Officials with the U.S. Department of Transportation’s Office of Intermodal Transportation told CNBC they have heard from FLOW ocean carrier and shipper members and are evaluating options for moving cargo in the near and medium term in light of the collapse of the Francis Scott Key Bridge.
Matt said: “FLOW helps us understand real, forward-looking data on ocean freight bookings 15, 30, 45 and 60 days out, and participating in this data sharing initiative means we can start to understand industry-wide rebooking trends.” CH Robinson responsible Castle, vice president of global cargo, added that all shipping bookings in and out of Baltimore must be rescheduled until the port is operational again. “This should help ensure that they have adequate equipment, adequate appointments and are staffed appropriately before we send our customers’ cargo to these ports,” he said.

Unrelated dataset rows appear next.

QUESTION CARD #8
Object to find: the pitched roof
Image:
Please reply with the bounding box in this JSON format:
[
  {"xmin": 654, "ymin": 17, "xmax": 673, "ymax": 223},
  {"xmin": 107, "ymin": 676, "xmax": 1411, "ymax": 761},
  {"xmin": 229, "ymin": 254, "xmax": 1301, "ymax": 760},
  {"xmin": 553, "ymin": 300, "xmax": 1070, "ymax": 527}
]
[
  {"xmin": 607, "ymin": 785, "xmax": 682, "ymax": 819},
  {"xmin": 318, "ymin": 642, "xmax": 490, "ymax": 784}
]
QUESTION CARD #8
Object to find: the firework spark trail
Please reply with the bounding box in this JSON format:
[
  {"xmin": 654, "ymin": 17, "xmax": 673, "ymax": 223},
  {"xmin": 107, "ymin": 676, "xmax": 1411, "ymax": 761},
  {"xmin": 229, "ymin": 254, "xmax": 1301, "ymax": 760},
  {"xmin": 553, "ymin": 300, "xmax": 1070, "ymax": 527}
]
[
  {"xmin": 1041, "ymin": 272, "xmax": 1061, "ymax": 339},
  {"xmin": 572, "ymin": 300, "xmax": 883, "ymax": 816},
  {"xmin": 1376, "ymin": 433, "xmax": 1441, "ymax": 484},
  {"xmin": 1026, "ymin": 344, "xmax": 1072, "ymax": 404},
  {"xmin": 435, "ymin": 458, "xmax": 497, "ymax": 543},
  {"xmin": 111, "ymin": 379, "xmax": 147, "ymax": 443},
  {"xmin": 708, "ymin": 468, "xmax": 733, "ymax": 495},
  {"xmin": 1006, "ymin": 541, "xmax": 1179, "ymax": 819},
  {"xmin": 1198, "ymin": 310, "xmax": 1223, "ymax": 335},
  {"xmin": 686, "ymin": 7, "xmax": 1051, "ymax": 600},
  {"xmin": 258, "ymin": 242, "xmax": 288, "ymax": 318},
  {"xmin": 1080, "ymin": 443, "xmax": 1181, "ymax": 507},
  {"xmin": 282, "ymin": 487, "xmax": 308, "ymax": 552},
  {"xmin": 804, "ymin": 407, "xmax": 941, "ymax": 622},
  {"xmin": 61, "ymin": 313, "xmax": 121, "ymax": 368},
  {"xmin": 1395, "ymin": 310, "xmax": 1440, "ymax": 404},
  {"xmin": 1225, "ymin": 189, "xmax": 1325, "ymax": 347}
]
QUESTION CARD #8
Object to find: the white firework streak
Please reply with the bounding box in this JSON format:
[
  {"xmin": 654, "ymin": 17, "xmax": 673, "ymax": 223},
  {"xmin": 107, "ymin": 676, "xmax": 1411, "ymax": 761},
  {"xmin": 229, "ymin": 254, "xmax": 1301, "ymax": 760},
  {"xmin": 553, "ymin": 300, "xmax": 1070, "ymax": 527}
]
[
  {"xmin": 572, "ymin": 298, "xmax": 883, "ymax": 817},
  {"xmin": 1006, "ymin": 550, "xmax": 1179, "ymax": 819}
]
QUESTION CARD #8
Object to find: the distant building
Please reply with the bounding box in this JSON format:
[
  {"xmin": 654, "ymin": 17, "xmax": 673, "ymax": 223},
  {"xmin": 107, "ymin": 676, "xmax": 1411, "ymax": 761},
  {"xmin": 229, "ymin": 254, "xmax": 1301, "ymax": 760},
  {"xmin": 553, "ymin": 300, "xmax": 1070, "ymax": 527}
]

Although the FLOW program has expanded significantly over the past two years, not all East Coast ports are included in the database. In addition to the diversion ports, New York/New Jersey and Savannah are included.
“But this is just the beginning,” Castle said.
Rail and truck service issues
CH Robinson expects rail service to return to Baltimore later this week, but Castle added, “Marine containers heading to the port, primarily from Chicago, will be piling up and unable to get outbound for export.”
Val Noel, chief operating officer of TRAC Intermodal, the largest ocean freight chassis supplier and joint management company and a member of FLOW, told CNBC that eastbound containers from Chicago, whether export loads or incoming empties, will be on the rail Stay for a while on Chicago’s pier.
Officials with the U.S. Department of Transportation’s Office of Intermodal Transportation told CNBC that FLOW has not yet captured export shipments. However, the booking data it holds will allow participants to see changing trends in relation to truck to rail bookings at the main affected ports that receive diverted trade.
One of the biggest concerns for logistics companies is the availability of truck and rail chassis to handle the transferred cargo. Logistics managers told CNBC that the ports of Savannah, Brunswick, Virginia, Charleston and New York/New Jersey are expected to receive the diverted cargo. Ports told CNBC they can receive additional cargo, but logistics managers are concerned about whether there will be available chassis to receive the additional cargo.
“For our company, we have ample supply in Philadelphia and New York/New Jersey to handle any diverted cargo,” said Val Noel, chief operating officer of TRAC Intermodal, the largest marine chassis supplier and associate manager, as well as Member of FLOW. “We don’t offer chassis in Norfolk or Charleston, those are port chassis pools.”
Mike Wilson, CEO of Consolidated Chassis Management (CCM), the sole manager and chassis provider for SACP 3.0, said: “If the cargo is moved, it should also go to New York and Norfolk, and we should be able to provide services to Wilmington, Savannah and The Port of Jacksonville.”
“Once steamship lines (SSL) finalize diversion plans for unloading import volumes, SSL will redirect outbound containers held in Chicago to allow for a full analysis of outbound vessels. While there may be initial delays, the supply chain should be able to pivot to the diversion gateway and minimize any serious congestion issues,” Noel said.
Alan Baer, CEO of OL USA, told CNBC he has containers onboard the Dali ship.
“We have cargo shipped to the United Arab Emirates, Saudi Arabia, Doha, India and Bangladesh,” Bell said. “For our U.S. customers, our import shipments are diverted to New York/New Jersey and Virginia (Norfolk), with Midwest shipments initially sent to Norfolk. We believe our Midwest exports are also They will be sent to New York, Norfolk and Montreal.”